Liz murmurou palavras inextinguíveis e... Calum entrou em pânico, porque Liz odiava mentiras e pessoas que mentiam para...
—Oh — ofegou, surpreso, quando ela o abraçou.
—Eu sei, nada de abraço e contatos físicos repentinos — sussurrou Liz apenas para ele, apertando-o e prometendo-o nunca deixá-lo ir.
Calum não deixou que ela se afastasse, porque queria isso, porque podia ser repentino e um pouco desconfortável, mas não era completamente, mas a calma e o sentimento de casa que sentia era maior do que o desconforto.

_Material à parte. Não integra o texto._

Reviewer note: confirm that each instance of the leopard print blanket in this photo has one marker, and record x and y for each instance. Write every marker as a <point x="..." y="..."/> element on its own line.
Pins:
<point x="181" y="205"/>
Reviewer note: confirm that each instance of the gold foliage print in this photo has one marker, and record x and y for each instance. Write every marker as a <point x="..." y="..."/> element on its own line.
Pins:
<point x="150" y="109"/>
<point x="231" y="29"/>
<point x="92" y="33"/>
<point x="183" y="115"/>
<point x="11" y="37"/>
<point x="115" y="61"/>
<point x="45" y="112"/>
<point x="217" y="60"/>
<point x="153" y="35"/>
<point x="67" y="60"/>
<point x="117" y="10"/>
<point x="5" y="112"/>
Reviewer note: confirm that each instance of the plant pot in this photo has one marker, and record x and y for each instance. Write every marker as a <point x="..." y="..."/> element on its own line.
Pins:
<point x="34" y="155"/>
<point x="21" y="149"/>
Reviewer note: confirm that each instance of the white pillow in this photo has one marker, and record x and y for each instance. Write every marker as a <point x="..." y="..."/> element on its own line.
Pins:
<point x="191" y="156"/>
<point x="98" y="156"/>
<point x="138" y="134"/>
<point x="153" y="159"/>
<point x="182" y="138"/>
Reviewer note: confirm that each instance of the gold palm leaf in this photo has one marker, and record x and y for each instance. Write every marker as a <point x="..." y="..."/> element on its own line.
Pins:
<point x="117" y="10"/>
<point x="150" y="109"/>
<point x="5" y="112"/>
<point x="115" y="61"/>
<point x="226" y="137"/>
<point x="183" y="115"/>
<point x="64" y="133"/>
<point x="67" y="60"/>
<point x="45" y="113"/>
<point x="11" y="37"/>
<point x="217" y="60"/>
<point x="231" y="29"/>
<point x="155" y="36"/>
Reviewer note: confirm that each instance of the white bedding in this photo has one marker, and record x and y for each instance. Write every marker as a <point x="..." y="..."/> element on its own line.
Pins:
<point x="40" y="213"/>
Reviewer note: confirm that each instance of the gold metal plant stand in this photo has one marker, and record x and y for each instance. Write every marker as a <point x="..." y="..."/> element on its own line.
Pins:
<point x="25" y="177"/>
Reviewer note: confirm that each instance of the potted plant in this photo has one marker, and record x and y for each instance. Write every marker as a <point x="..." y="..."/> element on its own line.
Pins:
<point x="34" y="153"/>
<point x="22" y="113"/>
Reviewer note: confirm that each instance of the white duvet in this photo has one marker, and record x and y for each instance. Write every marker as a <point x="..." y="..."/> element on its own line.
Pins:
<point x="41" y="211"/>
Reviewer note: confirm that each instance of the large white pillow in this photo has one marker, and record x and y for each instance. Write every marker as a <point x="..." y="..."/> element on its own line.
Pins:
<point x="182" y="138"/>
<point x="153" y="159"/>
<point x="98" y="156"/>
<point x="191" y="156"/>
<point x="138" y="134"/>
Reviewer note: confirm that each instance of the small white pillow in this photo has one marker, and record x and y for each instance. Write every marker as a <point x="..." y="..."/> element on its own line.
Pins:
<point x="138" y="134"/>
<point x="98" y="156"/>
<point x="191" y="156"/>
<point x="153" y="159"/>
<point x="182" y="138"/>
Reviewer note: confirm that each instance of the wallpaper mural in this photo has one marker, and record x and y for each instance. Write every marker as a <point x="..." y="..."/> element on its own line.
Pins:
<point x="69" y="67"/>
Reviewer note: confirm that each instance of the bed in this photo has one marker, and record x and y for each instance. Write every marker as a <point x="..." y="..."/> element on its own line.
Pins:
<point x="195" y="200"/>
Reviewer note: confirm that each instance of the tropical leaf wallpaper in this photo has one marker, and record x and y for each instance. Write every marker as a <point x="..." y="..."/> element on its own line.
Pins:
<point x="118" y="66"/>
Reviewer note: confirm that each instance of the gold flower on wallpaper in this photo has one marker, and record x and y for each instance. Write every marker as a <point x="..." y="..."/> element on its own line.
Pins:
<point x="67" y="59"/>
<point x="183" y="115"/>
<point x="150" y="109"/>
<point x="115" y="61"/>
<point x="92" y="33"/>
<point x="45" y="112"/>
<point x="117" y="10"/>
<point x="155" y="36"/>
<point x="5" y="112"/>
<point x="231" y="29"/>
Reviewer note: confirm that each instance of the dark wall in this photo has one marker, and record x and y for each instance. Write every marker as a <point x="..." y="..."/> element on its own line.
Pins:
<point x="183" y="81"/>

Ele fechou os olhos e deixou-se se afogar por esses sentimentos, pelos braços de Liz ao redor de si, pelas mãos dela subindo e descendo por suas costas e pela respiração suave que reverberava contra si.
—Eu estou com muita raiva de você — suspirou ela. — Mas eu não estou te castigando, Calum, embora você precise de um castigo. O que acha de um mês sem sair de casa, enrolado no sofá comendo sorvete e brigadeiro todos os dias?
—Eu acho que você ainda não sabe dar castigos, Liz — sorriu Calum. — Quer dizer... que tipo de castigo é esse?
Liz suspirou.
—Eu só quero o melhor para você. E — ela respirou em vez de suspirar, ela o deixou ir em vez de segurá-lo, ela o amava e era isso. Era. Isso. — Eu acho que o melhor para você é ir com Kora.